Dual-BEV Nav: Dual-layer BEV-based Heuristic Path Planning for Robotic Navigation in Unstructured Outdoor Environments

TL;DR

This paper introduces Dual-BEV Nav, a dual-layer BEV-based heuristic path planning method that enhances robotic navigation in unstructured outdoor environments by integrating local and global traversability maps for improved accuracy and robustness.

Contribution

The paper presents a novel dual-layer BEV planning paradigm that combines local and global traversability for better long-distance outdoor navigation.

Findings

Improved temporal distance prediction accuracy by up to 18.7%.

Successfully navigated 65 meters in real-world outdoor tests.
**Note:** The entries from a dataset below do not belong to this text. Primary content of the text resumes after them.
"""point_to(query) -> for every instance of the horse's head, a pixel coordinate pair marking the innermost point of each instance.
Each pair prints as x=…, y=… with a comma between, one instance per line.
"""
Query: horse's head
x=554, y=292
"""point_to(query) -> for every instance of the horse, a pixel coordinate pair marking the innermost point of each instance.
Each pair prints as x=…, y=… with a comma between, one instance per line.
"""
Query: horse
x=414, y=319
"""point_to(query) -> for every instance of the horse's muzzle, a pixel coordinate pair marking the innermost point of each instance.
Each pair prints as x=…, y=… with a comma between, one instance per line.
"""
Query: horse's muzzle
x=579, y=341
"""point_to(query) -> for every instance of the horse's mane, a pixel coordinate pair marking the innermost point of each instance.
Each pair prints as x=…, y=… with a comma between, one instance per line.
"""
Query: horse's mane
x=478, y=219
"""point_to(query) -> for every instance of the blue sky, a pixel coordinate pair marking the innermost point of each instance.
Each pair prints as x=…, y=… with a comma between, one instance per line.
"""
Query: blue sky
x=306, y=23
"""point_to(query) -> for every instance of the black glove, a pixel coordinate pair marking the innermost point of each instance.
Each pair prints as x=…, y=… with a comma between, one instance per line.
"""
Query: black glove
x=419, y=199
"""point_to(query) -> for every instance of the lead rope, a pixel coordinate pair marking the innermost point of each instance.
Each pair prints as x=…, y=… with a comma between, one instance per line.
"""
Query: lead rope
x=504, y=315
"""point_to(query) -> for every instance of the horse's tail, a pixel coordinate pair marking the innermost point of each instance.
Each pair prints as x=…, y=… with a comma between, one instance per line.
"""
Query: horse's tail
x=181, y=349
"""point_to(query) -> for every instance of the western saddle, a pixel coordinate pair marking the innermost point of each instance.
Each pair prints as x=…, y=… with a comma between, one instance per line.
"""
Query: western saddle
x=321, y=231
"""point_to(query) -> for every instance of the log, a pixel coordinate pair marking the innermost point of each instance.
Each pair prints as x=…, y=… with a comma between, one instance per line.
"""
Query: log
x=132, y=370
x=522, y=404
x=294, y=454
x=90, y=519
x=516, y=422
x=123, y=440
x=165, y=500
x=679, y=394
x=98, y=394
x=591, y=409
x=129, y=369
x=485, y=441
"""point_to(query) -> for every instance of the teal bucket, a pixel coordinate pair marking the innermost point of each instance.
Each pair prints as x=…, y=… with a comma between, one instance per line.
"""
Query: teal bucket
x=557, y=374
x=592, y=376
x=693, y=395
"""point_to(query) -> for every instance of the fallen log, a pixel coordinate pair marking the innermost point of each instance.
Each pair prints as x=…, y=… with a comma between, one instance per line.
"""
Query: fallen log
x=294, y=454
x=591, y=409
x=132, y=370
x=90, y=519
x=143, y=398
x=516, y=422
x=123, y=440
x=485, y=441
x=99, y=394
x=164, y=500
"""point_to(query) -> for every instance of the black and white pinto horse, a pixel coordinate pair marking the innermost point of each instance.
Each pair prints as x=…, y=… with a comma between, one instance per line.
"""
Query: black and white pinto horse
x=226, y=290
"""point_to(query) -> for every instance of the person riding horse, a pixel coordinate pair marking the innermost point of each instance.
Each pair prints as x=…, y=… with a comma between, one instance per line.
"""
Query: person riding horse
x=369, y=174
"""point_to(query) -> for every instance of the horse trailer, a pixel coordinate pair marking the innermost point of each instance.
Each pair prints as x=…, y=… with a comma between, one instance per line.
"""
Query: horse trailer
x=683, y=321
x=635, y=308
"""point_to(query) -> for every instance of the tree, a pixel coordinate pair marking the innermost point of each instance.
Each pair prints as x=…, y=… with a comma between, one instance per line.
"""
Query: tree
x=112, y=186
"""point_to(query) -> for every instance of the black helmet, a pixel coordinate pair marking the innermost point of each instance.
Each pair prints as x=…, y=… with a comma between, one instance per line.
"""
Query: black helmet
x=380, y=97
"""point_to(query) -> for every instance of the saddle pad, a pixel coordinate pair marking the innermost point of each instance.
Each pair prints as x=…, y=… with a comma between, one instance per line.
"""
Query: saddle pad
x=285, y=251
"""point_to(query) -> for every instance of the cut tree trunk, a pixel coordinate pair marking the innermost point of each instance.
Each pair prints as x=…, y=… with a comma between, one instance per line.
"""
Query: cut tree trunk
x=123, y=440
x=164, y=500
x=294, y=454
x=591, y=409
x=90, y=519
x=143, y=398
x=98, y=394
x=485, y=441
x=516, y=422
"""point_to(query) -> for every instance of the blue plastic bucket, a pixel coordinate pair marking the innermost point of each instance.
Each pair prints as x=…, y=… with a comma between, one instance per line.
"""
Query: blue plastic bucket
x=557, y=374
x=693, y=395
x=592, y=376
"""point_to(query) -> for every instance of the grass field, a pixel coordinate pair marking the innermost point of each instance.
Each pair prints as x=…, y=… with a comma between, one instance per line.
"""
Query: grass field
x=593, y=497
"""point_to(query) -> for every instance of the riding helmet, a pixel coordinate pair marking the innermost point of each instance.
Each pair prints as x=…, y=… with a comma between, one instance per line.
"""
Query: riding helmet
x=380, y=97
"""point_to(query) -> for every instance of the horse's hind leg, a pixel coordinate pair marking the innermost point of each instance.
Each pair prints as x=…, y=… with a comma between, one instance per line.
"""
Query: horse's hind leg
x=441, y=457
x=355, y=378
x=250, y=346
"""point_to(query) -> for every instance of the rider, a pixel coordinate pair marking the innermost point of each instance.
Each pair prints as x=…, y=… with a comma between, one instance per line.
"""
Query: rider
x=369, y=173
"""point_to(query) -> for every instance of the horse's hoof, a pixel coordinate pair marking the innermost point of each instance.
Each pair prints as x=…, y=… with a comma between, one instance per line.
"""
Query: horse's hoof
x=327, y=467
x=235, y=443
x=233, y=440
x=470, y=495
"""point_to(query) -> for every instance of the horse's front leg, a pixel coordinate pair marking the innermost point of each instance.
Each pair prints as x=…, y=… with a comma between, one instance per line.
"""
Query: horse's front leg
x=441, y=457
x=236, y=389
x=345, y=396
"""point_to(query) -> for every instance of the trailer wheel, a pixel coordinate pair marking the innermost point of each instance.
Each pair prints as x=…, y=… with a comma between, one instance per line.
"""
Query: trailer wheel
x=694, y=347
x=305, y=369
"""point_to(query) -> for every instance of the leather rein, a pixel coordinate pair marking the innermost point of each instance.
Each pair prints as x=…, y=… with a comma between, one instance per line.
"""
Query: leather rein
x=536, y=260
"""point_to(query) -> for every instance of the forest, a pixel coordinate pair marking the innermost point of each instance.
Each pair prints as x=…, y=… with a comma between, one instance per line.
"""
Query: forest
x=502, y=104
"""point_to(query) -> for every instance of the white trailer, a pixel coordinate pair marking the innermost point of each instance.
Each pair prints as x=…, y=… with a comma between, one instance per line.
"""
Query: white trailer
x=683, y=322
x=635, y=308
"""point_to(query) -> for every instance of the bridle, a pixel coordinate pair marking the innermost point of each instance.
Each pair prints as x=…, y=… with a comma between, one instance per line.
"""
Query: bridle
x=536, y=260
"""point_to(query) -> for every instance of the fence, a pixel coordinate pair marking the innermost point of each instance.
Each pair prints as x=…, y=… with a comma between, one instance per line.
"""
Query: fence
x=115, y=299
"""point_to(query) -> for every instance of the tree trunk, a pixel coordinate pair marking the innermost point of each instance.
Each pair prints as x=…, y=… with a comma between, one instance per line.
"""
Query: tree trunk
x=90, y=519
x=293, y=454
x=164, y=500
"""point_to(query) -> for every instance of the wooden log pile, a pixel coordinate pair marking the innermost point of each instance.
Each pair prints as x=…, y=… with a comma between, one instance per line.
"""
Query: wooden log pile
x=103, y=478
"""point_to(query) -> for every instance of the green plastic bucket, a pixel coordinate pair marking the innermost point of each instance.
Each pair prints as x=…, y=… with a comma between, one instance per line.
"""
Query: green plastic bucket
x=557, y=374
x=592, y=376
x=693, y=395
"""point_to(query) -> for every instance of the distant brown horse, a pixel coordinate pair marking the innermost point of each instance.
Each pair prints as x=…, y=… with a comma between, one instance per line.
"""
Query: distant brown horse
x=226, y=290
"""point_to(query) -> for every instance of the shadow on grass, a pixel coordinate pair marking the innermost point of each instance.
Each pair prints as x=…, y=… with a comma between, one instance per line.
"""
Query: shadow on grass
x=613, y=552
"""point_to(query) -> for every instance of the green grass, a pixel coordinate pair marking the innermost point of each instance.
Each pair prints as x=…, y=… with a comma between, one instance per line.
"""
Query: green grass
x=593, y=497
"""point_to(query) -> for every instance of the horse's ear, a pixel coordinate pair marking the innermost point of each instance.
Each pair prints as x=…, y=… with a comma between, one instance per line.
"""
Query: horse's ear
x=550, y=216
Local BEV enhances planning rationality, global BEV improves robustness.

Abstract

Path planning with strong environmental adaptability plays a crucial role in robotic navigation in unstructured outdoor environments, especially in the case of low-quality location and map information. The path planning ability of a robot depends on the identification of the traversability of global and local ground areas. In real-world scenarios, the complexity of outdoor open environments makes it difficult for robots to identify the traversability of ground areas that lack a clearly defined structure. Moreover, most existing methods have rarely analyzed the integration of local and global traversability identifications in unstructured outdoor scenarios. To address this problem, we propose a novel method, Dual-BEV Nav, first introducing Bird's Eye View (BEV) representations into local planning to generate high-quality traversable paths. Then, these paths are projected onto the global traversability map generated by the global BEV planning model to obtain the optimal waypoints. By integrating the traversability from both local and global BEV, we establish a dual-layer BEV heuristic planning paradigm, enabling long-distance navigation in unstructured outdoor environments. We test our approach through both public dataset evaluations and real-world robot deployments, yielding promising results. Compared to baselines, the Dual-BEV Nav improved temporal distance prediction accuracy by up to $18.7\%$. In the real-world deployment, under conditions significantly different from the training set and with notable occlusions in the global BEV, the Dual-BEV Nav successfully achieved a 65-meter-long outdoor navigation. Further analysis demonstrates that the local BEV representation significantly enhances the rationality of the planning, while the global BEV probability map ensures the robustness of the overall planning.